Otherwise... I'll paste my implementation of a WPF render context able to draw an WPF ImageSource (WritableBitmap implements ImageSource, too). You should be able to work your way up from there.


internal class ScanRenderContext : CanvasRenderContext
{
    private readonly Canvas _canvas;
    private Image _pointCloudImage;
 
    /// <summary>Creates a new render context for fast image drawing without <see cref="OxyImage" /> round-trips.</summary>
    /// <param name="canvas">The canvas.</param>
    public ScanRenderContext(Canvas canvas)
        : base(canvas)
    {
        this._canvas = canvas;
    }
 
    public void DrawImageSource(ImageSource imageSource, ScreenPoint topLeft)
    {
        if (imageSource == null)
        {
            return;
        }
        // create image or replace source or just keep going?

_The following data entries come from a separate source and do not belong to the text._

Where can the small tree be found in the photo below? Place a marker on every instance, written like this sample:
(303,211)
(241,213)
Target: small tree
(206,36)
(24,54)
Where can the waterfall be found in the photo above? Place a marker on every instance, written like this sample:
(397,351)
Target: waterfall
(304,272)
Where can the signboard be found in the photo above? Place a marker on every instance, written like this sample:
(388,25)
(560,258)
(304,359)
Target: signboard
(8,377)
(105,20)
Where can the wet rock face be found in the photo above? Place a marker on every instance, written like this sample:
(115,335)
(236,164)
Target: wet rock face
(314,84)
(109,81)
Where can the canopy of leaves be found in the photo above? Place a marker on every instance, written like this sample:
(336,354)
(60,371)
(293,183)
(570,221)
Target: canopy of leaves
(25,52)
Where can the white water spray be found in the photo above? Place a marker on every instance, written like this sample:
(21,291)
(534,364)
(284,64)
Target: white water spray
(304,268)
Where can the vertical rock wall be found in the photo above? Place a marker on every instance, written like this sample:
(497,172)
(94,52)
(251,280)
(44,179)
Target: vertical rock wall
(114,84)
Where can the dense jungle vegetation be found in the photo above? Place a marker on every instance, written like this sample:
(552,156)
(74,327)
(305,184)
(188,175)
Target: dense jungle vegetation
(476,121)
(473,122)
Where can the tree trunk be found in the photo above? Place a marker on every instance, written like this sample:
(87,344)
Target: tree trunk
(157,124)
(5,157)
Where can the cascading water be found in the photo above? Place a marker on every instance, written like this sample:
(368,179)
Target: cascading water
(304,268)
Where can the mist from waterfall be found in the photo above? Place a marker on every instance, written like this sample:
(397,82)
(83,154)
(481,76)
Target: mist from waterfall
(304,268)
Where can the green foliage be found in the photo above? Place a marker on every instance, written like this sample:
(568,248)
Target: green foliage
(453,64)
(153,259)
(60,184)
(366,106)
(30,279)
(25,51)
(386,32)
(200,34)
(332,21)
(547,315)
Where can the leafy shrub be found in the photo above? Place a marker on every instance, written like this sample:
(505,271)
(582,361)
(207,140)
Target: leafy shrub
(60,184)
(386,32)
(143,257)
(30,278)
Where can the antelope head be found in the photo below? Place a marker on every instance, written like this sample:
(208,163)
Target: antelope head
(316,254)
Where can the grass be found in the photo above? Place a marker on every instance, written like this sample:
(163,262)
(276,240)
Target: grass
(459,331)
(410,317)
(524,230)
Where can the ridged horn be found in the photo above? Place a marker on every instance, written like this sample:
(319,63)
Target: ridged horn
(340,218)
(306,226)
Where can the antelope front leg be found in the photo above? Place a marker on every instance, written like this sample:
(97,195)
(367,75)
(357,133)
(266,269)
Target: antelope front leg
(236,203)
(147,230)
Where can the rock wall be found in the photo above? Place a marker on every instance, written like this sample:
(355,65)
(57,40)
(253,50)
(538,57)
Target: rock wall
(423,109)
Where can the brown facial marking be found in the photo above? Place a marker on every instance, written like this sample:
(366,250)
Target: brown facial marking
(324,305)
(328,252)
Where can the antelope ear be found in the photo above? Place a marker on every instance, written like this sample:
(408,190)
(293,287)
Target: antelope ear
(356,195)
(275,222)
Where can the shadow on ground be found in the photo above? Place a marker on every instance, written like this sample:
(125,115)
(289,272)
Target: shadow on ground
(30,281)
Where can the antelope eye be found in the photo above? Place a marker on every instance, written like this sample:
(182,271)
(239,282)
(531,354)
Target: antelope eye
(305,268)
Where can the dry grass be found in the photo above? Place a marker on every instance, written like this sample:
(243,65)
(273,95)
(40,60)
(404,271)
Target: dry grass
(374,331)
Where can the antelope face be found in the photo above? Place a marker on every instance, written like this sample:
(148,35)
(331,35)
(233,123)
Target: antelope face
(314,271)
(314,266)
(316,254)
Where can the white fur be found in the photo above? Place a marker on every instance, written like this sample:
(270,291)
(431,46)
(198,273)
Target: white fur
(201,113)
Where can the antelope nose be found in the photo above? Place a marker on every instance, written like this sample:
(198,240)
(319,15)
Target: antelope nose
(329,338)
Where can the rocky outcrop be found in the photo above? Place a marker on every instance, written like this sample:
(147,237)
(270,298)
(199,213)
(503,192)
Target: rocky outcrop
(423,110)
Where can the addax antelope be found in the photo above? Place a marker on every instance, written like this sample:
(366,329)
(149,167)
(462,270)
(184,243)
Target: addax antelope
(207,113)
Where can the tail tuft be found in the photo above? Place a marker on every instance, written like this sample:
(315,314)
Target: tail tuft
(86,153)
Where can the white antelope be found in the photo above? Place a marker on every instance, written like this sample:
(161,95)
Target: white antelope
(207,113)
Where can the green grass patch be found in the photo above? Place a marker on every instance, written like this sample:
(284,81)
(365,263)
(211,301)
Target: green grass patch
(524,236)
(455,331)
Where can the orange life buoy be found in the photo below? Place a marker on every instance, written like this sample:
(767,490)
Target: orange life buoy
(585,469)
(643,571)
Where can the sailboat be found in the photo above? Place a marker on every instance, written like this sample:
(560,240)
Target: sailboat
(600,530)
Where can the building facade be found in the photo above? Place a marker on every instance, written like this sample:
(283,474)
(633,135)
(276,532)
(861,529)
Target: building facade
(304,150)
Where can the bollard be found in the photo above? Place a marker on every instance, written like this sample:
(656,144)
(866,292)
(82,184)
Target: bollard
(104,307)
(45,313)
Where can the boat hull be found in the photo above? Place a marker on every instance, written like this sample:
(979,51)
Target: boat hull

        if (this._pointCloudImage == null)
        {
            // first call
            this._pointCloudImage = new Image {Source = imageSource};
            this._canvas.Children.Add(this._pointCloudImage);
        }
        else if (this._pointCloudImage.Source != imageSource)
        {
            // subsequent call: source has changed
            this._pointCloudImage.Source = imageSource;
        } // subsequent call: all fine
 
        // OxyPlot always removes our image before rendering
        int index = this._canvas.Children.IndexOf(this._pointCloudImage);
        if (index < 0)
        {
            this._canvas.Children.Add(this._pointCloudImage);
            //this._canvas.Children.Insert(0, this._pointCloudImage);
        }
 
        // Set the position of the image
        Canvas.SetLeft(this._pointCloudImage, topLeft.X);
        Canvas.SetTop(this._pointCloudImage, topLeft.Y);
    }
}

Oh, and obviously this is a quite specialized solution for WPF. OxyPlot is a very generic library and has amazing support for different platforms. Of course, this comes with a performance penalty because it is difficult to map all drawing operations to appropriate architecture-specific methods. This was the other reason, why I didn't try to get this into a PR.